El concepto de equidad de género se refiere a la capacidad de ser equitativos y justos en relación al trato de hombres y mujeres, teniendo en cuenta sus diferentes necesidades. En una situación de equidad de género, los derechos, responsabilidades y oportunidades de los individuos no se determinan por el hecho de haber nacido hombre o mujer.1. La discriminación de género implica que no se otorgan iguales derechos, responsabilidades y oportunidades a hombres y mujeres. Actualmente, la discriminación de géneros se puede observar en la violencia cotidiana hacia las mujeres, la discriminación laboral, la falta de acceso a ciertas posiciones laborales, a la educación, a la propiedad privada, etc.

El término “sexo” se refiere a las diferencias biológicas entre hombres y mujeres, por  ejemplo diferencias en la contextura física, mientras que el término “género” se refiere a las funciones y derechos definidos por la sociedad. Mientras que las diferencias de sexo no cambian con el tiempo, las diferencias de género sí lo hacen a medida que las sociedades evolucionan, obtienen mas conocimientos y se desarrollan. Las diferencias de género están relacionadas con las diferencias de sexo, en el sentido que las diferencias biológicas, por ejemplo la diferencia de fuerza física, colocó históricamente a la mujer en una situación de inferioridad física y de menor poder en las sociedades primitivas, lo que generó la discriminación de género.

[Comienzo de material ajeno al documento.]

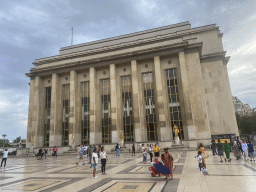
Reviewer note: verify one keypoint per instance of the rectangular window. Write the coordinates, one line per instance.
(174, 101)
(47, 117)
(85, 113)
(148, 88)
(65, 122)
(127, 108)
(105, 109)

Las diferencias físicas entre el hombre y la mujer llevaron a las sociedades primitivas a organizaciones sociales en las que  la mujer no estaba en una situación de equidad en relación al hombre, con menos derechos en la vida familiar, económica y política. La opinión de la mujer era considerada inferior, y usualmente se consideraba que la mujer debía obedecer las órdenes de su pareja. En relación al trabajo, era común (y aún lo es en muchos casos) que hombre se dedique a obtener recursos mientras que la mujer se dedique a las tareas del hogar.

Esto comportamientos se fueron transmitiendo a través de las generaciones. Sin embargo, con el paso del tiempo, la idea de las capacidades inferiores de la mujer fueron rebatidas por el avance en el conocimiento; se demostró y comprobó que, si bien existen diferencias entre hombres y mujeres, estas no implican una inferioridad de capacidades, sino que el sexo no es determinante de la eficiencia o la eficacia de las personas en los diversos ámbitos de la vida social, política, familiar y laboral.